In most conflicts you see two roles quickly appear – the accuser and the victim. As we all know, conflicts aren’t a one-sided thing – so already there’s a problem when we take on either role.
But there’s a third role that can often appear – the rescuer. I’m not talking about a mediator. I’m talking about that person who just loves to jump in at the last minute to play savior. They rarely manage their own issues but have no trouble seeing everyone else’s.
All three of these roles, while common, don’t help conflict very much. And more importantly, they don’t do much to help a team develop good and healthy routines around conflict.
What I’ve found is that there are often a lot of perspectives on what the actual problem is. So there’s no victim, no one to blame.

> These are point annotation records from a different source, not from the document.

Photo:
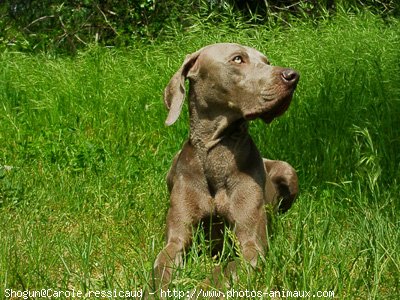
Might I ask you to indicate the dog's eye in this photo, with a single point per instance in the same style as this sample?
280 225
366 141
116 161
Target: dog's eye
238 59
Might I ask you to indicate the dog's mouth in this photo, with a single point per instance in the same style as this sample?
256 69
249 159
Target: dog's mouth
269 113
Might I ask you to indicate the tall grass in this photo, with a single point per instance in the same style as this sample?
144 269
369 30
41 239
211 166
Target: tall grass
84 154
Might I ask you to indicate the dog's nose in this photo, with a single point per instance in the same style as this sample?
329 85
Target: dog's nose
290 76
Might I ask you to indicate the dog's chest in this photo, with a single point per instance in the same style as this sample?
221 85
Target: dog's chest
220 167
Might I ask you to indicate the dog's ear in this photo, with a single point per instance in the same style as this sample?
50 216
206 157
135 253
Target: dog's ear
174 93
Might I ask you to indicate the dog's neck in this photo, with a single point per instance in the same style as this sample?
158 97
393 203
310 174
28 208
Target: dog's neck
207 131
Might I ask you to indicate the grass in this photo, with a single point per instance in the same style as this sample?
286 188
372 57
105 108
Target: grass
84 154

Because we haven’t even figured out what the actual issue (or source of the problem) is.
You’ve heard it said before, “You can disagree without being disagreeable.”
Here’s what I’ve found helps:
- Create a shared sense of what the actual problem is.
- Create a clear articulation of the target solution.
- Instead of using the gap for blame, use it to energize and inspire people to make the needed changes to see movement and progress towards the expected result.
- Once there is agreement, walk out of the meeting joined and committed to the next steps.
This approach reduces those ineffective roles and instead places the focus on getting people on the same page (for both the problem and solution).
Amazon talks about conflict this way:
Have Backbone; Disagree and Commit
Leaders are obligated to respectfully challenge decisions when they disagree, even when doing so is uncomfortable or exhausting. Leaders have conviction and are tenacious. They do not compromise for the sake of social cohesion. Once a decision is determined, they commit wholly.
What I like about this is the acknowledgement and expectation to disagree and challenge one another.
When we value peace and comfort over the best ideas, we often stop having the best ideas.